Further specimens were donated to the National Museums of Scotland.

==Publications==

- An Account of Some Zoological Researches, Made in the British Seas, during the Last Summer. In: Proceedings of the Literary and Philosophical Society of Liverpool. Volume 1, Number 1, 1845, pp. 89–96 (online).
- On Marine Dredging, with Notes and Observations, the result of personal experience during the Summers of 1846 and the 1847th. In: Proceedings of the Literary and Philosophical Society of Liverpool. Volume 1, Number 4, 1848, pp. 80–89 (online).
- On the Geographical Distribution of Testaceous Mollusca in the North-East Atlantic and Neighbouring Seas. In: Proceedings of the Literary and Philosophical Society of Liverpool. Volume 1, Number 8, 1853, pp. 8–56 (online).
- Notes on a dredging excursion to the North Cape. In: Proceedings of the Literary and Philosophical Society of Liverpool. Volume 1, Number 10, 1856, pp. 51–66 (online).

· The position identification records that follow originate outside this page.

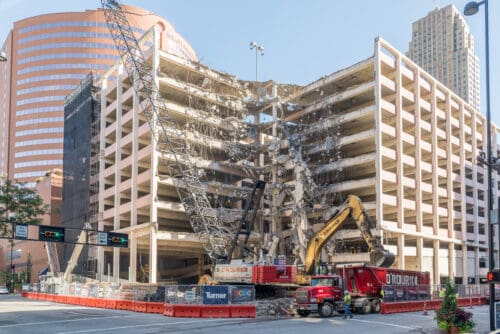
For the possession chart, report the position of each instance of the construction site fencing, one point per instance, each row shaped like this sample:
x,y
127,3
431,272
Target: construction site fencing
x,y
396,293
210,294
168,294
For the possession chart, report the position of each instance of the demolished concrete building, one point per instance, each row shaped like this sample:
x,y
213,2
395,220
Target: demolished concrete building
x,y
382,129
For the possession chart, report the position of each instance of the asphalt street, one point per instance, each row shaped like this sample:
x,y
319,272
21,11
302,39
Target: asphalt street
x,y
23,316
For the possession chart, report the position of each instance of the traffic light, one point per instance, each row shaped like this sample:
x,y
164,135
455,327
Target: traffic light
x,y
51,233
117,240
493,276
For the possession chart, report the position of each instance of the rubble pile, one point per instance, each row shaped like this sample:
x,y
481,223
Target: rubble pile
x,y
279,307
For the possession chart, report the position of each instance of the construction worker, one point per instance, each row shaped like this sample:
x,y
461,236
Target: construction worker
x,y
347,305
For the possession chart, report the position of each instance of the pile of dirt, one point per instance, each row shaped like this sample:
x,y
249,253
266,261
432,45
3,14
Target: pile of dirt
x,y
279,307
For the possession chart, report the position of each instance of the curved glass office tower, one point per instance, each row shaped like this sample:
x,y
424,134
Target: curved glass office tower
x,y
48,56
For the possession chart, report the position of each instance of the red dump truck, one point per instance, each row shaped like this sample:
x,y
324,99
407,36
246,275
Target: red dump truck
x,y
365,284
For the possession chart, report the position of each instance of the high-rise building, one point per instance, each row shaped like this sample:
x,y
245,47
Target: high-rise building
x,y
443,46
48,56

- Report of the Dredging Committee for the 1844th.In: Report of the meeting of the fourteenth British Association for the Advancement of Science. Part 1, London 1845, pp. 390–391. (online) With Edward Forbes.

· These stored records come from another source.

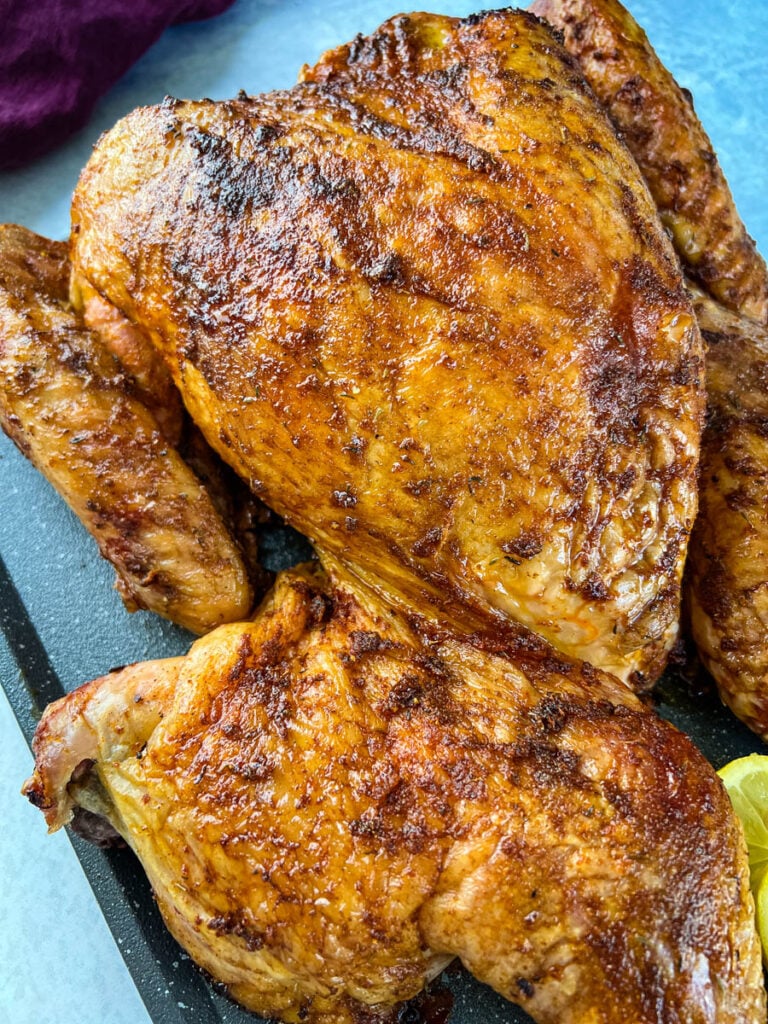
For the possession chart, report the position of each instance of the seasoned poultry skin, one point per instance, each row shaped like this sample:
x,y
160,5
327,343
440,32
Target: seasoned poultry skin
x,y
71,410
423,303
727,578
658,124
330,806
727,572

- Notes on the Distribution and Range in depth of Mollusca and Other Marine Animals Observed on the Coasts of Spain, Portugal, Barbary, Malta, and Southern Italy in 1849. In: Report of the twentieth meeting of the British Association for the Advancement of Science. Part 1, London, 1851, pp. 264–304 (online).

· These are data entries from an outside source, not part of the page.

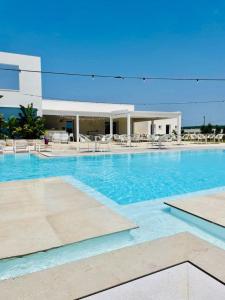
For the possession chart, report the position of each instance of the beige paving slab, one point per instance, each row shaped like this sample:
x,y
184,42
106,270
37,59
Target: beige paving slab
x,y
210,207
45,213
91,275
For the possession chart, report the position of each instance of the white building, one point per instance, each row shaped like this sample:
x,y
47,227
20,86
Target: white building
x,y
77,116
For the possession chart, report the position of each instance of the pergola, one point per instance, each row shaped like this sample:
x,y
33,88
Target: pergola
x,y
138,116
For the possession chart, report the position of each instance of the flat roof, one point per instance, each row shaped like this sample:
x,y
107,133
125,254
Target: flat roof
x,y
91,109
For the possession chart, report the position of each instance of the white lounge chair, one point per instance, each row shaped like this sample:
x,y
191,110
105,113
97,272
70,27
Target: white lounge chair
x,y
21,146
104,140
219,137
60,137
40,146
86,140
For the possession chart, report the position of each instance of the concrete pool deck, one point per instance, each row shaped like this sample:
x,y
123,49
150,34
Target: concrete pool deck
x,y
60,150
41,214
95,274
210,207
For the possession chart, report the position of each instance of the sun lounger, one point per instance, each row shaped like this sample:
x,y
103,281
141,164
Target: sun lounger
x,y
21,146
40,146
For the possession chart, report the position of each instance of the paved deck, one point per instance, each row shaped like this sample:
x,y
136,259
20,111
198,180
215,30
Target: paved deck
x,y
46,213
91,275
210,207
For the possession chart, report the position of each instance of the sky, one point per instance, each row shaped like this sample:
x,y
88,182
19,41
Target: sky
x,y
140,38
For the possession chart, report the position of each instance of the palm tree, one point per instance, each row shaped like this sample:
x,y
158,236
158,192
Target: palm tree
x,y
32,126
2,126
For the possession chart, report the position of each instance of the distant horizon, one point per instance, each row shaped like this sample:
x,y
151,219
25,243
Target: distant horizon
x,y
156,38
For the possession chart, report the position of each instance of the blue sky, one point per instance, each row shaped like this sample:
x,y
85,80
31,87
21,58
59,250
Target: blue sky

- Notices of new or rare British animals observed during cruises in 1845 and 1846. In: Annals and Magazine of Natural History. Volume 19, 1847, pp. 96–98 (online). With Edward Forbes
- Notices of new or rare British animals observed during cruises in 1845 and 1846. In: Annals and Magazine of Natural History. Volume 19, 1847, pp. 390–392 (online). With Edward Forbes
- List of the Mollusca observed between Trondheim and the North Cape. In: Annals and Magazine of Natural History. Second Consequence, Volume 17, 1856, pp. 378–386 (online). With L. Barrett
- List of the Echinodermata dredged between Trondheim and the North Cape. In: Annals and Magazine of Natural History. Second Consequence, Volume 20, 1857, pp. 43–46. (online) With L. Barrett
- On the distribution of the Mollusca in depth on the coasts of Nordland and Finmark. In: Annals and Magazine of Natural History. Second Consequence, Volume 20, 1857, pp. 267–272 (online). With L. Barrett
- Note on the comparative size of marine Mollusca in various latitudes of the European Seas. In: Annals and Magazine of Natural History. Third Consequence, Volume 5, 1860, pp. 116–119 (online).
- Reply to Mr. Jeffrey's remarks on a note on the comparative size of marine Mollusca in various latitudes of the British Seas. In: Annals and Magazine of Natural History. Third Consequence, Volume 5, 1860, pp. 311–316 (online).
- On the division of the European Seas into Provinces, with reference to the distribution of Mollusca. In: Annals and Magazine of Natural History. Third Consequence, Volume 8, 1861, pp. 433–437 (online).
- Remarks upon Mr. J. Gwyn Jeffreys's last dredging report. In: Annals and Magazine of Natural History. 4th Consequence, Volume 2, 1868, pp. 357–362 (online).
- Report on the Mollusca Testaceous Obtained during a dredging-excursion in the Gulf of Suez in the months of February and March 1869. In: Annals and Magazine of Natural History. 4th Consequence, volume 6, 1870, pp. 429–450 (online).